Rachel Reeves is delivering a clear message in the announcement of her Leeds Reforms for financial services and her second Mansion House speech, supported by the Government's Financial Services Growth and Competitiveness Strategy.

She wants higher economic growth in the financial services sector, believes that this is being held back by an unpredictable regulatory system that has a disproportionate attitude towards risk, and has set out reforms designed to change a culture of risk aversion that she describes as being "bad for business, bad for growth and bad for working people".

There will be criticisms of some of the individual measures, but the tone of her remarks will be widely welcomed by much of the financial services industry. The observation that "no other globally competitive financial services hub imposes such relentless bureaucracy on its businesses, and nor should we" and the ambition "to make the UK the most attractive place to manage investments globally" is redolent of David Cameron's rhetoric about the UK "winning the global race". It is not necessarily what everyone would have expected from a Labour chancellor.

One aspect of this move away from a culture that is seen as being too risk averse is the encouragement for retail savers to invest in stocks and shares, rather than holding cash. There will be a high-profile advertising campaign to explain the benefits of investing, plus some regulatory changes, such as allowing ISAs to invest in Long Term Asset Funds. Cash ISAs have not been restricted, but this may yet happen.

The message as a whole should garner plenty of support from the industry, but perhaps with a couple of reservations. Firstly, can this change in culture be implemented and sustained? The Chancellor talks of the economy bearing too much risk in the lead-up to the Global Financial Crisis, only for the "pendulum" to now have swung too far in the opposite direction, with an "excessive focus... on stamping out risk entirely". But what, for example, would happen in the event of some kind of scandal or crisis?

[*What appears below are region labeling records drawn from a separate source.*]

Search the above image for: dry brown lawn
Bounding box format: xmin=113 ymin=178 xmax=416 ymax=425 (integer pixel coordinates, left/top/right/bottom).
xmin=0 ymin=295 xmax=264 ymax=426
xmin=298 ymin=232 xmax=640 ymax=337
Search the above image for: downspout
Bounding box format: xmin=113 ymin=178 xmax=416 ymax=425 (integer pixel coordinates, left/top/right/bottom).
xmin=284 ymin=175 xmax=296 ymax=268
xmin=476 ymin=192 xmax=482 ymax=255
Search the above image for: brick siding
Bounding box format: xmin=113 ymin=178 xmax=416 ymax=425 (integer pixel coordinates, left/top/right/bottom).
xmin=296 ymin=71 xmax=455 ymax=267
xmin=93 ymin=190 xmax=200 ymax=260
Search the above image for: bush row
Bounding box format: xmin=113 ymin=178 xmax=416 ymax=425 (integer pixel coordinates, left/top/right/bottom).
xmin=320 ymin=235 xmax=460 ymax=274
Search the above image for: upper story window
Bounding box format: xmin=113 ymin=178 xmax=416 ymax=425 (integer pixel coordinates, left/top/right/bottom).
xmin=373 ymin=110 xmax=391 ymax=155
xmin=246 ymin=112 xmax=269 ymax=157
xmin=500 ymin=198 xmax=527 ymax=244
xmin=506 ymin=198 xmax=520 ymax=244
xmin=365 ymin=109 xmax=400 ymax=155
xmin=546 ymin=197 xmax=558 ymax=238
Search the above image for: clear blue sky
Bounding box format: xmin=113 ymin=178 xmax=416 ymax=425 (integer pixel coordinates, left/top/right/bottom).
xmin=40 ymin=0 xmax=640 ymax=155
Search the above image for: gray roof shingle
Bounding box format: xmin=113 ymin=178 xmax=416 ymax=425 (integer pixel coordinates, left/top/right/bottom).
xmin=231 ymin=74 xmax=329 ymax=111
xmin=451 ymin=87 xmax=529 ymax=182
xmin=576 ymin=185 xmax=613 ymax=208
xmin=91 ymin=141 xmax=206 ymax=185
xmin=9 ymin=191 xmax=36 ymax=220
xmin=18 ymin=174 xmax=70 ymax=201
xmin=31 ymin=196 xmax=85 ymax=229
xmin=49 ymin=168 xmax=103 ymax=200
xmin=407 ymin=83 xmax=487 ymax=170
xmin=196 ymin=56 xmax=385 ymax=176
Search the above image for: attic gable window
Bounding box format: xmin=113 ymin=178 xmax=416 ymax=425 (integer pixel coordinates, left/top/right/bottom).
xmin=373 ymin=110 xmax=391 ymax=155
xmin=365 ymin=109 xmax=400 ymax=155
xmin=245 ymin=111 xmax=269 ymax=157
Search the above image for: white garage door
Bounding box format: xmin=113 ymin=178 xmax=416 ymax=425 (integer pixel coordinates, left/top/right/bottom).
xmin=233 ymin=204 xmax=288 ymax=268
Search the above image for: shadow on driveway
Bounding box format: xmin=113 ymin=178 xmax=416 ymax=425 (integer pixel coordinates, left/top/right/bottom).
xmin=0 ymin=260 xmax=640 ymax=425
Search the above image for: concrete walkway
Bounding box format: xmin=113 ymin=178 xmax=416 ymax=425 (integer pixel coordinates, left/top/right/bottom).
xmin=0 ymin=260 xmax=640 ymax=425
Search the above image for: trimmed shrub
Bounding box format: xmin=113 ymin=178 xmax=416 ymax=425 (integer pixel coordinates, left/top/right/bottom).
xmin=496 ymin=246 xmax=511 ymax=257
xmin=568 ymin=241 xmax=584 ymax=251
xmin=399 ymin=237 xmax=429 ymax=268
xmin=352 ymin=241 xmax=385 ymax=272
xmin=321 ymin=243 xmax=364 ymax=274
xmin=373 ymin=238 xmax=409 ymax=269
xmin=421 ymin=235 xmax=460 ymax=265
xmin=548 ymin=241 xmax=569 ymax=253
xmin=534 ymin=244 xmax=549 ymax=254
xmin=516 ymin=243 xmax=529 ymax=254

Would the pendulum swing back again?

Second, for all the talk of competitiveness and the importance of financial services, this is a Chancellor who is likely to need more tax revenue in her autumn budget, and therefore, the financial services sector will have a nervous wait to see whether its businesses, employees or customers will be paying more tax as a consequence.

In the meantime, however, this is a set of proposals that will be welcomed.